バーチャルなデジタル技術とリアルで地道な作業の両方が大切です!【ホンダフリードハイブリッド&フリードスパイクハイブリッドのすべて/デザイン編】


フリードハイブリッドの外装の主な特徴は、ガソリン仕様のエアロバンパーに、クリアブルーのヘッドライトとグリルを装着した点にあります。またフリードスパイクハイブリッドでは、バンパーはガソリン車と共通ながら、やはりクリアブルーのライトとグリルで、ハイブリッド仕様を演出していますね。
両車とも実質グレード追加のマイナーチェンジに近いので、今回はホンダのデザインプロセスを中心に紹介したいと思います。
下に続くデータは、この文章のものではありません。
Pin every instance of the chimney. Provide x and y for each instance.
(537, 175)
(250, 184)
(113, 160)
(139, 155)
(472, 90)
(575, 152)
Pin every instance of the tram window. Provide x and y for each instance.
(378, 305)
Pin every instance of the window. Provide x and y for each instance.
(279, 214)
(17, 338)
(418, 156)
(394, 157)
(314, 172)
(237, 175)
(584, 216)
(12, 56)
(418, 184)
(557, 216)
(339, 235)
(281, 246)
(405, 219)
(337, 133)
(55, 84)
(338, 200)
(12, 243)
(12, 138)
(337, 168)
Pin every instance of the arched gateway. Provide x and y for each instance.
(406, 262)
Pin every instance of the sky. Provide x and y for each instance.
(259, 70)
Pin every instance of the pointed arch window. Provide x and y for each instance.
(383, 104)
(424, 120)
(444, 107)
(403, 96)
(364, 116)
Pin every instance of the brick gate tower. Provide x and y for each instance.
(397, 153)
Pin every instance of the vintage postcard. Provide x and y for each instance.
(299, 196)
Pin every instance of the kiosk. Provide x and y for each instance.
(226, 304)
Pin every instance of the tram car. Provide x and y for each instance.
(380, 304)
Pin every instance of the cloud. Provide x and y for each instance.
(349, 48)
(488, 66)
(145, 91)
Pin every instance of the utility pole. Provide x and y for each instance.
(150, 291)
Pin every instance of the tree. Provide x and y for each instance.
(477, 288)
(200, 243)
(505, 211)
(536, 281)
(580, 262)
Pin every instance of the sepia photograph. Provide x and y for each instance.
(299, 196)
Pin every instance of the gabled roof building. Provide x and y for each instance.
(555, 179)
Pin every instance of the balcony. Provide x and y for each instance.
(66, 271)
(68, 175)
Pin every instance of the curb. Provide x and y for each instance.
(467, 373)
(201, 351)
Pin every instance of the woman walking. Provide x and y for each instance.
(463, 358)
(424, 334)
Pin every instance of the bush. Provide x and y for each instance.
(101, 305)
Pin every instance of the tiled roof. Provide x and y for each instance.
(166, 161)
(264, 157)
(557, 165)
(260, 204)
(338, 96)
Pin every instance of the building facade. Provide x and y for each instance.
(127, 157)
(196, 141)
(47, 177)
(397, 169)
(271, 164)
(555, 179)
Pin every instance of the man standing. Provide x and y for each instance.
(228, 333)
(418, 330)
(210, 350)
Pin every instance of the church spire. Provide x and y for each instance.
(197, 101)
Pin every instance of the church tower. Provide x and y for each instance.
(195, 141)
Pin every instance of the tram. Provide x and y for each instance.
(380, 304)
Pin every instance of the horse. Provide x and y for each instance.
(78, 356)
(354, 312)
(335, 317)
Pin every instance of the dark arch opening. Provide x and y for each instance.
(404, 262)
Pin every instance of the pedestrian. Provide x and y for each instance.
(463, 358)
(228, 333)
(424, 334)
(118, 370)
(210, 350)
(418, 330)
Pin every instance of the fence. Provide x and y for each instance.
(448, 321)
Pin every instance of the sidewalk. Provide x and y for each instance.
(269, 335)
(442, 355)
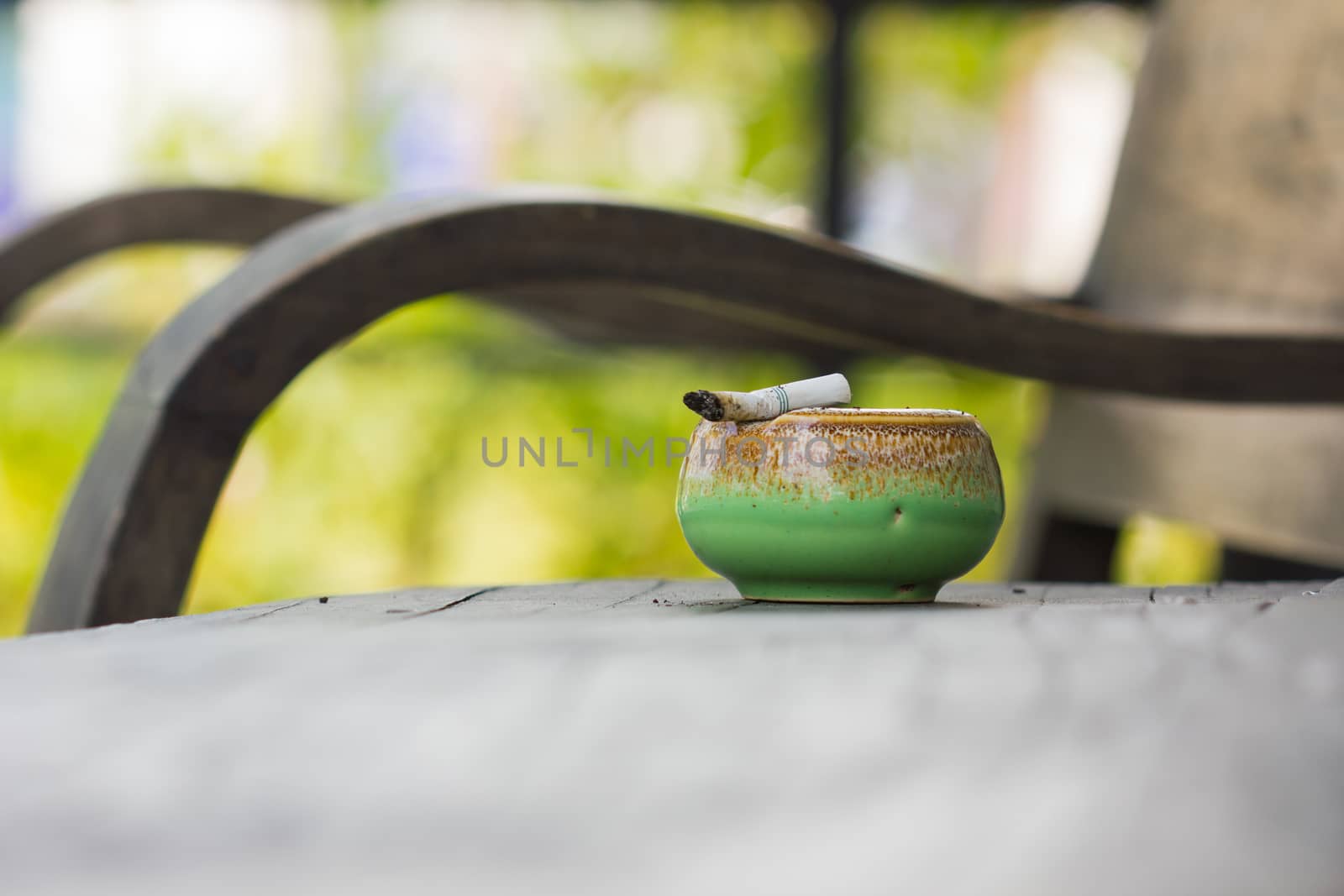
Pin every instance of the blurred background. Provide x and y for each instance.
(979, 144)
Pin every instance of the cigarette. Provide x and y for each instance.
(769, 403)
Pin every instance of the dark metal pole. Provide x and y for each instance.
(837, 114)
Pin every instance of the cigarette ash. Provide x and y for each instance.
(705, 403)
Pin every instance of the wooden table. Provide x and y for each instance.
(665, 738)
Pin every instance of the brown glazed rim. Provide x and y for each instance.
(884, 416)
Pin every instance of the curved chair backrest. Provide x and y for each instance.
(131, 535)
(163, 215)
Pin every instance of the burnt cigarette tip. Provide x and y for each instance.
(705, 403)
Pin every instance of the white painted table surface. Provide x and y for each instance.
(665, 738)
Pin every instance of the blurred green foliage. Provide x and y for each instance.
(367, 472)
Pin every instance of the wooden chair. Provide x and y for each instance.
(1226, 217)
(602, 270)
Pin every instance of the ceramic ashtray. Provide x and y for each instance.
(844, 506)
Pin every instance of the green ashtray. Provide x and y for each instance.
(842, 506)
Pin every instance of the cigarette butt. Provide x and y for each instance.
(769, 403)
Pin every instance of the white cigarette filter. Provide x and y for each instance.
(769, 403)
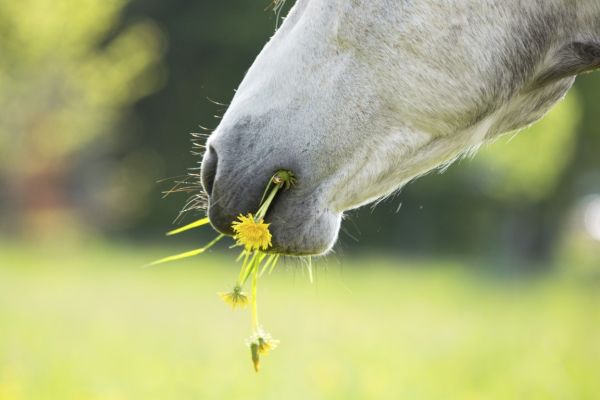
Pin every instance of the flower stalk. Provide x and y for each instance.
(253, 234)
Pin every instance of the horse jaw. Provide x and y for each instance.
(358, 98)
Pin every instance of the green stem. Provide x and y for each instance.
(262, 211)
(254, 303)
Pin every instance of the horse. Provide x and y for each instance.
(359, 97)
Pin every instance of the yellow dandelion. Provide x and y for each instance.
(254, 235)
(235, 298)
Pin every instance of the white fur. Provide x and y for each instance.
(366, 95)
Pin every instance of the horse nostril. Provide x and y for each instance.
(209, 169)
まず興味深いのが空力で、最近流行りのフロントバンパーの両サイドに張り出すエラの効果について、ウレタンを実車に張って検証。更に1/4のクレイモデルを使って、空力性能を煮詰めていったそうです。
そしてデザインでは、実車大のデジタルモデルを大スクリーンにCG投影して、デザインを検討・決定していくのですね。立体感溢れるバーチャルCGを見ると、流石はデジタル時代だと感じずにはいられません。
ちなみにフィットハイブリッドの時には、この後すぐにバンパー等の製作に入ったそうです。しかしフリードチームは、是非とも1/1クレイモデルで検証したいと考え、フロント部分だけを作成しました。左右非対称のクレイモデルなら、他のすべて本で見た記憶がありますが、顔だけのクレイモデルは珍しいですよね。しかも製作は、NCマシンではなくモデラーさんの手作りですから、魂こもっています。
最後は実車に新バンパーを取り付けて、風洞実験を行い、空力性能を確認したのだそうです。


また内装では、インパネの手前面と2段目縦面をシルバーに加飾しています。これも実車に新色パネルを張って確認したそうで、巨大なインパネが締まって見えるようになったと感じました。

デザインの世界では、バーチャルなデジタル技術が活用され、開発の効率化とスピードアップが図られていました。一方で、実車を使った空力実験やクレイモデル作成といったリアルで地道な作業も、大切なプロセスなのですね。デザインは、本当に奥が深いと感じた次第です。